Europäische Unternehmen nutzen die Chancen der Technologie bislang nicht aus. „Die USA investieren nicht nur mehr, sie skalieren ihre Lösungen auch schneller. Europa – inklusive Polen, das beim KI-Einsatz unter dem EU-Durchschnitt liegt – steht vor einer Entscheidung: Die Transformation beschleunigen oder den Rückstand vergrößern“, sagt Sylwia Gwiazda, Senior Managerin und GenAI-Leiterin für den Finanzsektor bei Accenture Polen. Besonders kritisch ist die Lage in Polen. Laut Eurostat nutzten 2024 nur knapp 6 Prozent der polnischen Unternehmen mit mehr als zehn Mitarbeitern KI – einer der niedrigsten Werte in der EU, wo der Schnitt bei 13,5 Prozent liegt. Die Einführung verläuft schleppend, vor allem im Mittelstand. „Der Finanzsektor sticht positiv hervor – er sieht GenAI von Beginn an als strategische Chance“, so Gwiazda.

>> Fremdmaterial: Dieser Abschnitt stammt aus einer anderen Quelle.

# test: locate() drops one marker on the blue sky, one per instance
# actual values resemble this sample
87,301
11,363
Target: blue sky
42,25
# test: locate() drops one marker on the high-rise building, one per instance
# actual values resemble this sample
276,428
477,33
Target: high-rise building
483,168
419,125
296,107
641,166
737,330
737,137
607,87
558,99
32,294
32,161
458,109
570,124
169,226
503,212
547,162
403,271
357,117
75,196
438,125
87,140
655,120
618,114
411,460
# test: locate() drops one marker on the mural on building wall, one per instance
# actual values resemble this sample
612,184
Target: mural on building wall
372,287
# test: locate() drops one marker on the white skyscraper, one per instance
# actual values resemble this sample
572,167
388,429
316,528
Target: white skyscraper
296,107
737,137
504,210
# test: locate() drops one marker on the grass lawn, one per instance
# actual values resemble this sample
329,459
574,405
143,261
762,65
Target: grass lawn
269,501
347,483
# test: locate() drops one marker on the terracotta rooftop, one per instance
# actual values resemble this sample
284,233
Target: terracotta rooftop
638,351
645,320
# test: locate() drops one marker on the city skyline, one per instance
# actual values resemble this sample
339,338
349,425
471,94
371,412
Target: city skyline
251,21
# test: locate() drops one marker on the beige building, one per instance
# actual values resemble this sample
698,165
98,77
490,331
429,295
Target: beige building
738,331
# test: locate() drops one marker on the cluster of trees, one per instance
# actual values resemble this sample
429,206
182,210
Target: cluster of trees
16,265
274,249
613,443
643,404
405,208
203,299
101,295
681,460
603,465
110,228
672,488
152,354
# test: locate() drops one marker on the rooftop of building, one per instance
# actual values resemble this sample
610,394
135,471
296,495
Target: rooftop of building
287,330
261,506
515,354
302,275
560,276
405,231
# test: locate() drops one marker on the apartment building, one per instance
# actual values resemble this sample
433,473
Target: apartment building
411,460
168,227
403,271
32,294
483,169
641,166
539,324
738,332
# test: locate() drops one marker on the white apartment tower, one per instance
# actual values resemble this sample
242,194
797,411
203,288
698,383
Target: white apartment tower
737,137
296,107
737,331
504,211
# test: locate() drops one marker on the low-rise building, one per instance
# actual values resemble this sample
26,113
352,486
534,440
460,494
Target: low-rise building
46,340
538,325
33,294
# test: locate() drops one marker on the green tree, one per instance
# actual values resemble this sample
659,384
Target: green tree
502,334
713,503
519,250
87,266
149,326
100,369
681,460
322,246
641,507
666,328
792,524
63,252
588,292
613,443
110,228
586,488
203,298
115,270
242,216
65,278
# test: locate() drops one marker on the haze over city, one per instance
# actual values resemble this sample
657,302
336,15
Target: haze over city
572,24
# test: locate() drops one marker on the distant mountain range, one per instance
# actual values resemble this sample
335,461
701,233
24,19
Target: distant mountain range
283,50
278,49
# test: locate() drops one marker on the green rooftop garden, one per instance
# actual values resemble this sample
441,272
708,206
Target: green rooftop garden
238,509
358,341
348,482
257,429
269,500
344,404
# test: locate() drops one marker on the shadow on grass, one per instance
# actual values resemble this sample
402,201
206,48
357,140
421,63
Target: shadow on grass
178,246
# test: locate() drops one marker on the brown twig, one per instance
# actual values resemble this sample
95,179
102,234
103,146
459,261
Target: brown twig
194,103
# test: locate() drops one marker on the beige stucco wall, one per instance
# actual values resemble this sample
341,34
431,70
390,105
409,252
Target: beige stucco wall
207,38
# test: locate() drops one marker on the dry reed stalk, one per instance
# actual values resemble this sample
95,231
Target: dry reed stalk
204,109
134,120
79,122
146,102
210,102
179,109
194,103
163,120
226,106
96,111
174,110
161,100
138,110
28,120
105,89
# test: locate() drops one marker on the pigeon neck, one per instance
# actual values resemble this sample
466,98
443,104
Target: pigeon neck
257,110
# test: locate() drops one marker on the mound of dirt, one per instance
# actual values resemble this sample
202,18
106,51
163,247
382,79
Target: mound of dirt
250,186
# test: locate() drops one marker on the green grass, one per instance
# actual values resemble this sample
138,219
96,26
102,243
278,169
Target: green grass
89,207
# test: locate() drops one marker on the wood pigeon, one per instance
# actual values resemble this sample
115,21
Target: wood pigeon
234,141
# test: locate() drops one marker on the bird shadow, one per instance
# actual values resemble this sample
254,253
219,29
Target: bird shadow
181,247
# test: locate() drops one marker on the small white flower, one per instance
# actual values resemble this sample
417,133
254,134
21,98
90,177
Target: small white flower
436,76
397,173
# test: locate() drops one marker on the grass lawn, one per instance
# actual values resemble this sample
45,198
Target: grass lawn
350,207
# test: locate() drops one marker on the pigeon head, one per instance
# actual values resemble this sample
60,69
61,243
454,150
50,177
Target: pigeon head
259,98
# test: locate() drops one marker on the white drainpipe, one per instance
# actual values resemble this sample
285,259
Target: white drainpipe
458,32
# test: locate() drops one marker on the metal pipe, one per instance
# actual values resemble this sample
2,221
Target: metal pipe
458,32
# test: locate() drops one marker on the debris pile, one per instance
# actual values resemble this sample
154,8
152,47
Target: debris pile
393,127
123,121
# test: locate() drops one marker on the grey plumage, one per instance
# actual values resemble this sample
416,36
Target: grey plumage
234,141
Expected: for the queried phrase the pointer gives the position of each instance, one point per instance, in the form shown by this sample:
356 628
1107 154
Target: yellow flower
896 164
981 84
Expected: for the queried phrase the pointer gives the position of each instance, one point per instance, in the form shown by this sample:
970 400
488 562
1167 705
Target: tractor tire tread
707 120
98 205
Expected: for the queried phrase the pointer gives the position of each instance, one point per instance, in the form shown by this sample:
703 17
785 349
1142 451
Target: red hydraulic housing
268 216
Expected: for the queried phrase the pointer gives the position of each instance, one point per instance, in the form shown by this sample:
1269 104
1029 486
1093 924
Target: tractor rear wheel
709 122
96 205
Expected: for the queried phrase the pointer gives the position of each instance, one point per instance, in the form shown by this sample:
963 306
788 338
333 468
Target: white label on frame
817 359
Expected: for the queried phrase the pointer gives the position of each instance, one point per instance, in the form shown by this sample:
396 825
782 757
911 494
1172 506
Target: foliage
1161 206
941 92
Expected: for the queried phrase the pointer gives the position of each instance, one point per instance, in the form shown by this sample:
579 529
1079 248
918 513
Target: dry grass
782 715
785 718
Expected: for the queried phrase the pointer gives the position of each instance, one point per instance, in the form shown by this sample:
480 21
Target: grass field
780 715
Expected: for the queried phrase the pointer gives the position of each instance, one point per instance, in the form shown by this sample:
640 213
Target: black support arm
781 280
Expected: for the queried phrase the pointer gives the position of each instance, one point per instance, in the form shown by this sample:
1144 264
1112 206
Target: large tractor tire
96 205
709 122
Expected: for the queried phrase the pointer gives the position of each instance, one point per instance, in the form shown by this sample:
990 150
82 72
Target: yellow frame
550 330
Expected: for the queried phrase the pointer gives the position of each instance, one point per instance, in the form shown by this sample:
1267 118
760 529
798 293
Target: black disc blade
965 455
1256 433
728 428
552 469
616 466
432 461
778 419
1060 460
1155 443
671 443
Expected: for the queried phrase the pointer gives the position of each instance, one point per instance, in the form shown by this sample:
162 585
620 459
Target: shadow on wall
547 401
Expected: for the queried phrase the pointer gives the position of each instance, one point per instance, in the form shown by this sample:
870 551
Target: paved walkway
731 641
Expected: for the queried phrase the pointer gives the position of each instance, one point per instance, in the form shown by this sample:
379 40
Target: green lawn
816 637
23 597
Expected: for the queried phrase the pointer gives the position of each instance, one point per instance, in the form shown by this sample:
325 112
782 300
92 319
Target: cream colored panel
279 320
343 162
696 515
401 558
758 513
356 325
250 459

Erforderliche Investitionen

Am besten setzt Europa KI in den Bereichen Automobil, Luftfahrt, Verteidigung und Finanzen ein. In der Energieversorgung und im öffentlichen Sektor ist die Lage deutlich schlechter. Hemmnisse sind hier etwa fehlende Regulierung, fragmentierte Daten und ein Mangel an Fachkräften. Besorgniserregend ist insbesondere der geringe KI-Einsatz im Energiesektor und in digitalen Netzen. Auch die Industrie, die ein Viertel des europäischen BIP erwirtschaftet, nutzt das Potenzial bislang kaum. „Wir sehen eine deutliche Lücke zwischen großen und kleinen Unternehmen. Letztere beenden KI-Projekte oft schon nach der Konzeptphase – Ressourcen für den Skalierungsschritt fehlen. In unseren Studien sahen polnische Finanzfirmen GenAI 2023 vor allem als Instrument zur Kostensenkung, nicht zur Umsatzsteigerung – also eher defensiv“, erklärt Sylwia Gwiazda.

Sie betont, dass Europa die Produktivitätslücke nur schließen kann, wenn Unternehmen von punktuellen KI-Projekten zu umfassenden, systemischen Transformationen übergehen. Künstliche Intelligenz dürfe nicht länger nur als Ergänzung bestehender Prozesse gesehen werden – sie müsse die Geschäftsmodelle grundlegend verändern: mit Fokus auf Effizienz, Mensch-KI-Zusammenarbeit und besserer Wissensnutzung. Das erfordere Investitionen in Datenerhebung und -verarbeitung, interdisziplinäre Teams, Mitarbeiterkompetenzen, Risikomanagement und Technologien zur digitalen Resilienz. „Solche Investitionen sind besonders für kleinere Unternehmen eine große Herausforderung“, so Sylwia Gwiazda.